Additionally, the RCP report said that hospital staff often see the elderly as ‘unwelcome’ and think they ‘shouldn’t be there’, even though they make up two thirds of patients. ‘One doctor told me that his Trust does not function well at night or at the weekend and he is ‘relieved’ that nothing catastrophic has happened when he arrives at work on Monday morning,’ Sir Richard said. ‘This is no way to run a health service. Excellent care must be available to patients at all times of the day and night. We call on government, the medical profession and the wider NHS to work together to address these problems.’
To help tackle the looming crisis, the RCP is calling for: all health professionals to promote patientcentred care and to treat all patients with dignity at all times; the redesign of services to better meet patients’ needs with planning and implementation of new services clinically led; re-organisation of hospital care so that patients can access expert services seven days a week; and access to primary care to be improved so that patients can see their GP out of hours, relieving pressure on A&E services.
More money is no answer
The report said there should be a concentration of hospital services in fewer, larger sites that are able to provide excellent care round-the-clock and improvements in community services to avoid many patients ending up in hospital because of a lack of help close to home. To examine better processes and standards for treating medical patients, the RCP has established the Future Hospital Commission (FHC), which will report in a few months’ time. The RCP report, which plays a leading role in the delivery of high quality patient care by setting standards of medical practice and promoting clinical excellence and represents over 27,500 fellows and members worldwide, coincides with a period that the NHS is under severe pressure to make financial savings amounting to billions of euros. However, Sir Richard said making more money available was not the only answer and he believes that junior hospital doctors’ hours should be relaxed to help with more flexibility within rotas and with continuity of care, which is currently ‘very poor’. He also wants to see a new cadre of generalists appointed in hospitals to provide the continuity of care, as well as more physician assistants.
Struggling with age and complexity
If action is not taken soon, he said, ‘I think there will be a continued flight of doctors from this area of medicine because they are finding the strain very high and some are disillusioned.
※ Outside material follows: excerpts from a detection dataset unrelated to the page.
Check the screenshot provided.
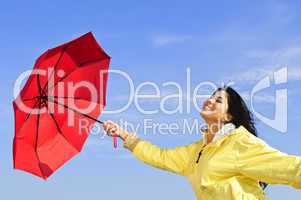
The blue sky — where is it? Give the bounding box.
[0,0,301,200]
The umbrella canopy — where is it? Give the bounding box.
[13,33,110,179]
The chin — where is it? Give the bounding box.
[200,110,216,121]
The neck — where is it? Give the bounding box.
[206,121,225,143]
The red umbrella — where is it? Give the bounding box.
[13,33,116,179]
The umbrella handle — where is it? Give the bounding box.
[113,133,117,149]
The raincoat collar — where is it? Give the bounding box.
[202,123,235,144]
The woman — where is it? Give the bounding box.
[104,87,301,200]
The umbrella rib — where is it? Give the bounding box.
[35,105,45,177]
[79,58,105,67]
[42,46,68,93]
[43,58,109,95]
[48,99,103,124]
[50,113,78,150]
[47,96,82,99]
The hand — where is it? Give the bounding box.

In addition, hospitals will be closing to acute admissions at times because they will not be able to cope. It is very serious.’ Professor Tim Evans, one of the report’s authors and also an intensive care consultant at the Royal Brompton Hospital in London, added: ‘It’s increasingly clear that our hospitals are struggling to cope with the challenge of an ageing population with multiple, complex diseases’, and he warned that if steps were not taken to improve hospitals, there may be other scandals, such as that which occurred at Mid-Staffordshire NHS trust, where hundreds of patients died due to poor care between 2005 and 2009.

Profile:
Having served as treasurer of the Royal College of Physicians (RCP) from 2003, Sir Richard Thompson became its President in 2010, a role in which he leads the organisation on behalf of its fellows and members. Following his training in natural sciences and medicine at Oxford and St Thomas’ Hospital Medical School, and junior posts in London, he joined Dr Roger Williams in the early days of the liver unit at King’s College Hospital, and spent 18 months with Professor Alan Hofmann at the Mayo Clinic. He became a physician and gastroenterologist at St Thomas’ Hospital in 1972, serving until his retirement in 2005. For over 30 years he also led a clinical research laboratory, chiefly studying aspects of nutritional gastroenterology, and had also supervised 30 MD and PhD theses as well as publishing over 200 papers and, during 21 years of his career, Sir Richard also served as physician to Her Majesty Queen Elizabeth II.